Zweitens will ich die Statistiken meiner Besucher mit niemandem teilen.  Für mich wäre das ein klein wenig wie Verrat. Wer auf meine Seite kommt, soll sicher sein können, dass nur ich allein die Statistiken anonymisiert auswerten kann, nicht jedoch Datenkraken. Auch wenn das kleine Nachteile im Service bedeuten kann, verzichte ich auf externe Tracker. Piwik ist ein diskretes Statistiktool. Die Software ist ausschließlich auf meinem Server gehostet, die Daten werden nirgends geteilt oder durch Dritte analysiert. Das finde ich fair.

Ich lade das Piwik Softwarepaket auf meinen Rechner, entpacke es und spiele es auf meinen Server auf.

Die Fünf-Minuten Installation von Piwik verläuft problemlos, ich kopiere das zur Verfügung gestellte JavaScript in den Footer meines Themes und Piwik zählt munter los. Ich schließe meine eigene IP von den Statistiken aus, damit meine Seitenzugriffe nicht mitgezählt werden können.

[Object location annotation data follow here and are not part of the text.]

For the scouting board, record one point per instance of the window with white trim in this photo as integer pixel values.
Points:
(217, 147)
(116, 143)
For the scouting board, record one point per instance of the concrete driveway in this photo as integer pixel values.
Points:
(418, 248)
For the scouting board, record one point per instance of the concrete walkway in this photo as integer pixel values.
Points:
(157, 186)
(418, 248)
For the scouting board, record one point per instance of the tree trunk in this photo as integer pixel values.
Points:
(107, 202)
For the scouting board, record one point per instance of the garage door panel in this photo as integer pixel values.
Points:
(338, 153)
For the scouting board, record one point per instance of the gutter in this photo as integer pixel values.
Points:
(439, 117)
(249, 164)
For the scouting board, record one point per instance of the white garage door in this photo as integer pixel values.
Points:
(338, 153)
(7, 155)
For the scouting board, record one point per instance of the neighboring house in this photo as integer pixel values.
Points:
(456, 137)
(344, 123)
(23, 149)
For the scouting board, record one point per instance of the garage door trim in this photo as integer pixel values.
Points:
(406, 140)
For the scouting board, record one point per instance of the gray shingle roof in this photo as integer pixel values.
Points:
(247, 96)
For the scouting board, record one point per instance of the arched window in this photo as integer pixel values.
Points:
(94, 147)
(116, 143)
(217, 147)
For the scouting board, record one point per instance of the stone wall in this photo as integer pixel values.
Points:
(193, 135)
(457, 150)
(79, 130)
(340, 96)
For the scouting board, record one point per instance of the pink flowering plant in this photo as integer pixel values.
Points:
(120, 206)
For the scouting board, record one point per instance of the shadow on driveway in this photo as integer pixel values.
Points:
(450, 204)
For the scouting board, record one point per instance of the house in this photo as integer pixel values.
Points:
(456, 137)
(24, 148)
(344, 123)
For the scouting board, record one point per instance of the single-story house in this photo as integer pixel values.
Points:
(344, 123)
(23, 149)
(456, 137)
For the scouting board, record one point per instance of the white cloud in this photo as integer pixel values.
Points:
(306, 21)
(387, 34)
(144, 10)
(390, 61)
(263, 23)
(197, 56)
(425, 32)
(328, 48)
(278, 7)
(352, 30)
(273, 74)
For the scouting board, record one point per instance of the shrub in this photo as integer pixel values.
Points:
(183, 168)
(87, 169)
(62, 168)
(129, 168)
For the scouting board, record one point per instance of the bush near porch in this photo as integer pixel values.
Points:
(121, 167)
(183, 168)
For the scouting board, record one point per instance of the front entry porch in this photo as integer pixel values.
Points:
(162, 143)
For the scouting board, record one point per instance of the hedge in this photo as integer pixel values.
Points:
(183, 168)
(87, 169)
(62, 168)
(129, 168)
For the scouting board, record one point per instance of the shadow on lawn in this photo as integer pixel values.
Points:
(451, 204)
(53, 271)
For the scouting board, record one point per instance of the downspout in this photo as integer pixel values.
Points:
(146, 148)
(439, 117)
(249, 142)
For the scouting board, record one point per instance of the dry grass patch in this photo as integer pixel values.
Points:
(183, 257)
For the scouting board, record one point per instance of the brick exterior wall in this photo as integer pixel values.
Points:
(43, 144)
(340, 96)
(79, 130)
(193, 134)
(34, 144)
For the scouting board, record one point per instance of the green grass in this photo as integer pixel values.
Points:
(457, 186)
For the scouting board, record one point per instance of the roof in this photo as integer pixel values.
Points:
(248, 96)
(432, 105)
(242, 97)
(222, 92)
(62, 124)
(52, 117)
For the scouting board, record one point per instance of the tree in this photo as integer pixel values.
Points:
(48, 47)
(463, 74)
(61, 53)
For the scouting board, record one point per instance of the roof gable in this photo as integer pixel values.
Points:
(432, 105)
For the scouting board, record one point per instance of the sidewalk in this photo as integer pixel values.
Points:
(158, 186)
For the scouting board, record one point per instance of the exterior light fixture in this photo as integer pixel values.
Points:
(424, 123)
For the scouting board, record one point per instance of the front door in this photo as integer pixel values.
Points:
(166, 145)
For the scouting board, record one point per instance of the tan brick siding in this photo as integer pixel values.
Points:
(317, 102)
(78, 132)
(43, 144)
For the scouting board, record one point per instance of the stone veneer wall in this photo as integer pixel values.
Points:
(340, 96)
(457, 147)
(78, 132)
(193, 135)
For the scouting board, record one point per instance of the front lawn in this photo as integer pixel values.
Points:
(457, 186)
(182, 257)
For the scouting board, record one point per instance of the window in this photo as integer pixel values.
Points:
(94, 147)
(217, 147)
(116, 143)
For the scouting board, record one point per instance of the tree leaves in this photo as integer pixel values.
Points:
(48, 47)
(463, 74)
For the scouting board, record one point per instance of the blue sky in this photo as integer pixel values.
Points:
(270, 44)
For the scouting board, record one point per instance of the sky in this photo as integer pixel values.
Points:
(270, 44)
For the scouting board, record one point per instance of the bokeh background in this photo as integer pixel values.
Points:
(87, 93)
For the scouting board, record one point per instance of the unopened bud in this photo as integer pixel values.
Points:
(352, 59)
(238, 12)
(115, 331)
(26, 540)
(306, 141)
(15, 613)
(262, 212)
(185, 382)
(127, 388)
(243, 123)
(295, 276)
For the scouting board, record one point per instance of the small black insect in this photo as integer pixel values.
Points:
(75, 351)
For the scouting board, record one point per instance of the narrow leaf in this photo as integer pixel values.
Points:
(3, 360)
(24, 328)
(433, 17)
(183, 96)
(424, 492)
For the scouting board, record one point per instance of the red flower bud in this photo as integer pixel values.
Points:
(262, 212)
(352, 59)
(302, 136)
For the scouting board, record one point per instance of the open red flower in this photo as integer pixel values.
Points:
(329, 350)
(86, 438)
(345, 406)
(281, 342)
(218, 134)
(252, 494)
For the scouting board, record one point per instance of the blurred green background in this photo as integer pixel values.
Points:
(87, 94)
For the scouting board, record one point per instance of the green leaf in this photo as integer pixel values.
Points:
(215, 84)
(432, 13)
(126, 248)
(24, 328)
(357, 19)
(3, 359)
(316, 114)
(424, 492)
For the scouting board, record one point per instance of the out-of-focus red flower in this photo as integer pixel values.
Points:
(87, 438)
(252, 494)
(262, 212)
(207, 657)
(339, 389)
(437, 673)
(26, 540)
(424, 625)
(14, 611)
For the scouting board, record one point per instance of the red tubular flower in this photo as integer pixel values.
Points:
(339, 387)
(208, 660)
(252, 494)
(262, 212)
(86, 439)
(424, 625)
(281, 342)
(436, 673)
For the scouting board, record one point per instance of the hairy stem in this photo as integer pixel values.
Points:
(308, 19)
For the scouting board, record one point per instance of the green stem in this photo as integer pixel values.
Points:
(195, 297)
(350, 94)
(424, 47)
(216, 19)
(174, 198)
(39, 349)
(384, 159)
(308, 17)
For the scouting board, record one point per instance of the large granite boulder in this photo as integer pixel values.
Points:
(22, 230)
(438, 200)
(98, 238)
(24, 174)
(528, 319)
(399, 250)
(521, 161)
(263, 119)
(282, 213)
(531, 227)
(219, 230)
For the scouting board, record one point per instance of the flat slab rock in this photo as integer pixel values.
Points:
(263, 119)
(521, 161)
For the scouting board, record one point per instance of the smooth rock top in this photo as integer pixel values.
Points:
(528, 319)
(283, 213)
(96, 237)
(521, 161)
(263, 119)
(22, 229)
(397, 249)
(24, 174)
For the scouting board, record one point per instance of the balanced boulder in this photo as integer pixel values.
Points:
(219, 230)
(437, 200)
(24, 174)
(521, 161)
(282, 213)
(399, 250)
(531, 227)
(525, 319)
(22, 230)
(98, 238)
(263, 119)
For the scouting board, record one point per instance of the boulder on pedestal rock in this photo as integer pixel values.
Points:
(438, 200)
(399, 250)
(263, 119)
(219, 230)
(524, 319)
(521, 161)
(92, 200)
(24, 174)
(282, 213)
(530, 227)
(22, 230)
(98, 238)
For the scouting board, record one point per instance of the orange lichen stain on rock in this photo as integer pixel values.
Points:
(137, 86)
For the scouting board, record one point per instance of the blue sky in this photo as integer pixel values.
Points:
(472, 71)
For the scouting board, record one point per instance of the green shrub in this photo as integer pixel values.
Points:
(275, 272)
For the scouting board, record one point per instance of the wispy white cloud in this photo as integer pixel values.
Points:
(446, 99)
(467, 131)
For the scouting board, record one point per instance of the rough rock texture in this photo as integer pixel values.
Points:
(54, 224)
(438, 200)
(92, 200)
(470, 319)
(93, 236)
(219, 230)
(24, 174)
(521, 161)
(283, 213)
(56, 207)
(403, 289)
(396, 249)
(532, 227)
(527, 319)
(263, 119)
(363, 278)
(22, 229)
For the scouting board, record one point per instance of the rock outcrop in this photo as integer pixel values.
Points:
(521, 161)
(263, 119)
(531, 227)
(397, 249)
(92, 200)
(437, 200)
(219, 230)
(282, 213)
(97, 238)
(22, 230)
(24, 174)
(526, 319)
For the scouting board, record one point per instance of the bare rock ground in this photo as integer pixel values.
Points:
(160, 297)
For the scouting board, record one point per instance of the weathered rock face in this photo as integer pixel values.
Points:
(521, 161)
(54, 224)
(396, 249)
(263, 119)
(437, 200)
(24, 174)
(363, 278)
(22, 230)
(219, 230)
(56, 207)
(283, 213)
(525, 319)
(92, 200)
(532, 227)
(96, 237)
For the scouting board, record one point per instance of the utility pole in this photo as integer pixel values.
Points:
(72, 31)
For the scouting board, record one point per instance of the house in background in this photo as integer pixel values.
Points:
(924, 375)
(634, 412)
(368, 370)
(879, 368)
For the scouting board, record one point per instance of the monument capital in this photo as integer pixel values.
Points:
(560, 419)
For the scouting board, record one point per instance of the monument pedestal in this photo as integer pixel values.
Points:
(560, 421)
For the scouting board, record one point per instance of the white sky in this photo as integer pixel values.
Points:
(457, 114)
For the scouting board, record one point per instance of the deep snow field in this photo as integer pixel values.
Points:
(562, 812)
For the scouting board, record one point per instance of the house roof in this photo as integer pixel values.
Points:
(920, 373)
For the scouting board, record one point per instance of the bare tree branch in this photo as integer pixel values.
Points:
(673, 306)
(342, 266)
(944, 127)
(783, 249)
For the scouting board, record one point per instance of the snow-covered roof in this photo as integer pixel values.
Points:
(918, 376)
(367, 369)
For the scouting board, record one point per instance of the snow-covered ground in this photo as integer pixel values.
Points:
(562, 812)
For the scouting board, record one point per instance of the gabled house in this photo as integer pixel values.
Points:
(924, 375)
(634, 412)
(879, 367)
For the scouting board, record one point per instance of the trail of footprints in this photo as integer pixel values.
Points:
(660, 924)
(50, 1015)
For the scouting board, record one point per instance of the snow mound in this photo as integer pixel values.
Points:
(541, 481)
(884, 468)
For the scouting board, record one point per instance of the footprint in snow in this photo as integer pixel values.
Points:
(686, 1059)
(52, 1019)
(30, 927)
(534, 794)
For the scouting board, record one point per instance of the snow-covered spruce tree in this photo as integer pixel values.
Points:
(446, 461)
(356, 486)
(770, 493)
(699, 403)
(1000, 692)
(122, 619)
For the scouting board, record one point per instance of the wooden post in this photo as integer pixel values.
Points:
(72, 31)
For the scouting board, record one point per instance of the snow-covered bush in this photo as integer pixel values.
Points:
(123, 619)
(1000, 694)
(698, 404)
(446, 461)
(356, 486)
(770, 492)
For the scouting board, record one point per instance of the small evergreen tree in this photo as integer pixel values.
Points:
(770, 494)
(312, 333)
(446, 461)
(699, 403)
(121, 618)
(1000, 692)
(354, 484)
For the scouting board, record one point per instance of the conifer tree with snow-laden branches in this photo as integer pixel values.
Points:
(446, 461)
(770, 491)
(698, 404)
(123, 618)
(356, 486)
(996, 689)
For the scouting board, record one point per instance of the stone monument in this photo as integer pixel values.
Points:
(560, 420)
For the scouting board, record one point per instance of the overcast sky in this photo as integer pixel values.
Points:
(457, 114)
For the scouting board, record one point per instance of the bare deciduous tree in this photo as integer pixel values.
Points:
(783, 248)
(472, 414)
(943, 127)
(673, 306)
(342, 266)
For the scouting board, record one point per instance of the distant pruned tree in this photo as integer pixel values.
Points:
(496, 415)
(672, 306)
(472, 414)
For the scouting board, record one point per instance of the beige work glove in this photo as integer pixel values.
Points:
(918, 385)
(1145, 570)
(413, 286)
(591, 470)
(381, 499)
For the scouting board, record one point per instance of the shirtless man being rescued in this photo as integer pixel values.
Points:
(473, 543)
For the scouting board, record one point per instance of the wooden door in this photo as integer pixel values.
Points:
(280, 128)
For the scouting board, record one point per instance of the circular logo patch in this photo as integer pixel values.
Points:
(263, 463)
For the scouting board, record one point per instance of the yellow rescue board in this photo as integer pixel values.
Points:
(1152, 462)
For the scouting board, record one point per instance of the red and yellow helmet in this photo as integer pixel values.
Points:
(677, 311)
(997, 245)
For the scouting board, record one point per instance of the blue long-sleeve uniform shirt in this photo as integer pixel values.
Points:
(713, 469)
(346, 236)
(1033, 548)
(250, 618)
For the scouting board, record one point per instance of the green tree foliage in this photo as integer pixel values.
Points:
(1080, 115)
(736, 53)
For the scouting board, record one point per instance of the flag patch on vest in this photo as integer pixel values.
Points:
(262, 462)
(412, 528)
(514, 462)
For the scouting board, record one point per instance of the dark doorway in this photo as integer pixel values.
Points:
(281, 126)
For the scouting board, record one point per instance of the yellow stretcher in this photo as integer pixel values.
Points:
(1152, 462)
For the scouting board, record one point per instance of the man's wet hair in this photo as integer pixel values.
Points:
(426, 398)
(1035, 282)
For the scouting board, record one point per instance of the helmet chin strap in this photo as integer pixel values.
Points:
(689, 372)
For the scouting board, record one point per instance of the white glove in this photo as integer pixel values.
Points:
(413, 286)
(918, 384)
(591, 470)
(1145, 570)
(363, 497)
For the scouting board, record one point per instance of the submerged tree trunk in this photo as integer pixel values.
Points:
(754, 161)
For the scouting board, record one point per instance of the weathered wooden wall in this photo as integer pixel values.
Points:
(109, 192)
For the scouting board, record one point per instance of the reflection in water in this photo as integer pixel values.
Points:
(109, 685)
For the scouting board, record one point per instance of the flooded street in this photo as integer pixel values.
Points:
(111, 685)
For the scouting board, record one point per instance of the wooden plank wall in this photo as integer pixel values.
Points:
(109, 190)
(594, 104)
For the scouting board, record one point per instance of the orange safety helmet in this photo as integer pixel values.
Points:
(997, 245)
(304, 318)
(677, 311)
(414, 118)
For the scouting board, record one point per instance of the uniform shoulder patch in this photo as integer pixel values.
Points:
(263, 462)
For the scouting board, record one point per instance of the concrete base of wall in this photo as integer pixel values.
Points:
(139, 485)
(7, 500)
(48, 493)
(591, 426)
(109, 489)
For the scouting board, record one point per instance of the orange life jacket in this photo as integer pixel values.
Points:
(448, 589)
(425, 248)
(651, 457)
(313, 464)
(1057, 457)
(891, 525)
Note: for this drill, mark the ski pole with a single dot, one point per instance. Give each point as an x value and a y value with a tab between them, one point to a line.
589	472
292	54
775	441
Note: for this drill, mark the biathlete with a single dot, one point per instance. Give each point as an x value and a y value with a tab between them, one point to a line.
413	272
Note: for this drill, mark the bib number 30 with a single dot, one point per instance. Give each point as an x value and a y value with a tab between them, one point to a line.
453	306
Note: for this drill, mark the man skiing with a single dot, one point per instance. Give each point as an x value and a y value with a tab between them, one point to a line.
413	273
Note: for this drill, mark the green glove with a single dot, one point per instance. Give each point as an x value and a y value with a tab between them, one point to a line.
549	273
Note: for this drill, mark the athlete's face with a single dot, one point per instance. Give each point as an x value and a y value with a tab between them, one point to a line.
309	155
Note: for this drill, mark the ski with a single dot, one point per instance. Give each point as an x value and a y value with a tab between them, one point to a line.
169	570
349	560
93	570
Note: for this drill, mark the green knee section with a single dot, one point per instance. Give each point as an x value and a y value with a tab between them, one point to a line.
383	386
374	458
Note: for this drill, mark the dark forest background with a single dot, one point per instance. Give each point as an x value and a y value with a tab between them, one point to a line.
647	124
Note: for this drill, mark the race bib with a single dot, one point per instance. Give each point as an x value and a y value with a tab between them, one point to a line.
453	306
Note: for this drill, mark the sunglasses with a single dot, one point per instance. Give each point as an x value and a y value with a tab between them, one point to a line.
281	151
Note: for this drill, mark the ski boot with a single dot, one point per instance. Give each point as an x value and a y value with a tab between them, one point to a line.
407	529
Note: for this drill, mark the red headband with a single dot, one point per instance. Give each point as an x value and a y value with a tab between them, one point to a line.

Zusätzlich installiere ich das Plugin WP-Piwik, um die Statistiken direkt in meinem WordPress Backend einzusehen.

Um dem Gesetz in Deutschland Genüge zu tun, halte ich mich an die Vorschriften bei der Erhebung von Daten. Was das genau für Piwik bedeutet, hat Rechtsanwalt Thomas Schwenke gut zusammengefasst. Um das benötigte optOut elegant in Beiträge und Seiten einbauen zu können, hat Webentwickler Peter Pfeufer ein WordPress Plugin entwickelt, das Hand in Hand mit WP-Piwik funktioniert: No Piwik for me. Damit kann man einen Shortcode für die Einbettung eines optOut iFrames in sein Impressum erzeugen. Sehr praktisch!